Two studies released this week show how finances are a key pressure for families, impacting choices and potentially putting pressure on long-term stability with debt a major challenge for many.
First, from Fidelity Investments, a study revealing that the cost of college is considered the “most important” factor when choosing how or where to pursue higher education by 47% of college-bound respondents. This is up from 40% in 2021.
The 2025 College Savings & Student Debt Study also discovered what students are focusing when deciding on their education journey. While getting a job in a field they’re interested in/passionate about remains the priority (65%), two practical elements are not far behind: getting a job that pays enough to support them and their long-term goals (61%) and setting themselves up for a solid/stable career (61%).
But respondents underestimate the debt burden that college is likely to leave them with. On average, students believe they will graduate with just $17,000 in loans – and their parents are more optimistic at $16K – but in reality covering half of the cost of a typical four-year course at a public university with loans is estimated to mean $50,000 in debt.
For parents, 60% say they’re concerned about market uncertainty impacting their ability to finance their child’s college education, but nearly three quarters are staying the course when it comes to saving for college while making changes to how they are doing so including reducing the amount they’re saving (45%), rebalancing or reallocating investments to manage risk (31%), and starting to use other savings methods in addition to a 529 (29%).
A separate report from National Debt Relief highlights the cost of parenting can be crippling well before higher education with 59% of parents saying they have gone into debt to provide for their children and 48% of those in debt say it's becoming "unmanageable."
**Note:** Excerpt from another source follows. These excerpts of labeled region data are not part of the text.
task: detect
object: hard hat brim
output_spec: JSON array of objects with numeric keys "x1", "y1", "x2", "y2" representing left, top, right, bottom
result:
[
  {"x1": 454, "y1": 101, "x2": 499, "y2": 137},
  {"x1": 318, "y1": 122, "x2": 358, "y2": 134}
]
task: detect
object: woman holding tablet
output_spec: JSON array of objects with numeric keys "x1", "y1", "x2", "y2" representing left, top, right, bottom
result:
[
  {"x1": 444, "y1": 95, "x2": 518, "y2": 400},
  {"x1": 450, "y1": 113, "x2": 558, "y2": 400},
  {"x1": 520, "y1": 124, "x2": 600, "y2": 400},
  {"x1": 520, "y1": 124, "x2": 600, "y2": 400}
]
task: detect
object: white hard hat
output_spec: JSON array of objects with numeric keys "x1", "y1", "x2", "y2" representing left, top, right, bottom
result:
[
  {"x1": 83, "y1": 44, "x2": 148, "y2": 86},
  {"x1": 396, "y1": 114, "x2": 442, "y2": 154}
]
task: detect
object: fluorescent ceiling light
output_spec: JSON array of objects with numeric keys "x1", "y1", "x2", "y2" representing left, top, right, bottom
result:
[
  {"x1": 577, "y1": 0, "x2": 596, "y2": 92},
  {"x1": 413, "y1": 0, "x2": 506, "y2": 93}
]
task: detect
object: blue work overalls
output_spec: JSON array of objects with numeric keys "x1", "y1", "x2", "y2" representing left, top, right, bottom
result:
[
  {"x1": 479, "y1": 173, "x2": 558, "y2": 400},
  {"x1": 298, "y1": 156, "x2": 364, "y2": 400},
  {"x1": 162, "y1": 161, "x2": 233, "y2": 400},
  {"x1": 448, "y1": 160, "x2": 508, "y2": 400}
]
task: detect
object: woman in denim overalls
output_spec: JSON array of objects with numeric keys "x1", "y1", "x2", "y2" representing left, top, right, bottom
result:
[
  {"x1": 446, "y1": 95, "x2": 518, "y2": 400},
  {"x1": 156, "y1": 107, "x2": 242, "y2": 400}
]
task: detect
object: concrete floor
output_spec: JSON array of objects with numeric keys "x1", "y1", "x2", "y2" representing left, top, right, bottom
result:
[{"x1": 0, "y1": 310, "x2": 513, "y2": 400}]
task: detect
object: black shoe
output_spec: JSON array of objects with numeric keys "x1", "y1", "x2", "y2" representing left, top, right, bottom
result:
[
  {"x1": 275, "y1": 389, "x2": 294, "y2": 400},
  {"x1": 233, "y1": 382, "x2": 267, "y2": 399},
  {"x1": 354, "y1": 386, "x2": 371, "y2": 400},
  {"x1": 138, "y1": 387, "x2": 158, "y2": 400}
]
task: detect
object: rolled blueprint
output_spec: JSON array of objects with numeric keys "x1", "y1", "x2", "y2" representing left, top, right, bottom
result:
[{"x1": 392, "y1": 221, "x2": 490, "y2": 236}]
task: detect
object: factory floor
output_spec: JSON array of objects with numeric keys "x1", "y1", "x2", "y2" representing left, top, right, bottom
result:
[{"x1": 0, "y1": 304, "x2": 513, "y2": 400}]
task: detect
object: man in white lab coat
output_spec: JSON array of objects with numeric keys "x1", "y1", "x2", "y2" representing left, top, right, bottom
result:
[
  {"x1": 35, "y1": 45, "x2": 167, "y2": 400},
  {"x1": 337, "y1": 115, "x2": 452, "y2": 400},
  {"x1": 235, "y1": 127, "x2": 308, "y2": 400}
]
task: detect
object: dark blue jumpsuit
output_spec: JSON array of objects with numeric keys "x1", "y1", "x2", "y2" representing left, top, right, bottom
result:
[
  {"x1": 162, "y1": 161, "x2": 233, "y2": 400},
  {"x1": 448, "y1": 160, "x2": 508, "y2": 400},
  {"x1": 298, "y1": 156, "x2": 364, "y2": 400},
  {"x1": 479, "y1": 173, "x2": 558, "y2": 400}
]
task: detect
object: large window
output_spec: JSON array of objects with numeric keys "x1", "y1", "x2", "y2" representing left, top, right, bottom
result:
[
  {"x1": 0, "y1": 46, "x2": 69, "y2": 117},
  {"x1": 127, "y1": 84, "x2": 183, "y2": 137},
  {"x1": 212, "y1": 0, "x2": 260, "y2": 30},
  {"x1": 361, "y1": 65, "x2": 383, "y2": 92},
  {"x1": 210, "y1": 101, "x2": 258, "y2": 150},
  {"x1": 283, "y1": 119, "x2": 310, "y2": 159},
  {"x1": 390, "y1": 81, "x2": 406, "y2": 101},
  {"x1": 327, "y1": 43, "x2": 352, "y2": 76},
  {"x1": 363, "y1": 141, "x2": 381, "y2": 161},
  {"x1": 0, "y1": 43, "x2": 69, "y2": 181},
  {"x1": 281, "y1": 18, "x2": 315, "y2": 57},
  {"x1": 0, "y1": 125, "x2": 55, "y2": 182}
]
American parents are most likely to have credit card debt (42%, averaging $14,556), medical bills (27%, averaging $12,316), and personal loans (25%, averaging $15,294) and 48% say they worry more about their debt than whether they're a good parent.
Healthcare costs are among the main reasons for parents taking on debt to provide for their children, including prescriptions, doctor visits, and dental care. A third of respondents are concerned that they would not be able to cover the cost of their child’s future medical emergencies.
The study also covers college costs with 50% of parents in debt worrying that they won't be able to afford their child's college education with those with their own student loan debt (averaging $22,896) the least able to save for their child's future schooling.
More than one in four parents with student loan debt believe the burden of higher education's cost outweighs its value.
"Parents are doing everything they can to give their kids a better life, and for many, that means taking on debt that nowadays too easily snowballs over time," said Dasha Kennedy, financial activist, founder of The Broke Black Girl and member of National Debt Relief's Financial Wellness Board. "This pressure doesn't just affect parents today; it follows families into the future, shaping their children's experience with money and financial security. The good news is trusted guidance and resources are available to help parents get out of debt, and with support and a plan, families can boldly break that pattern and move toward lasting stability."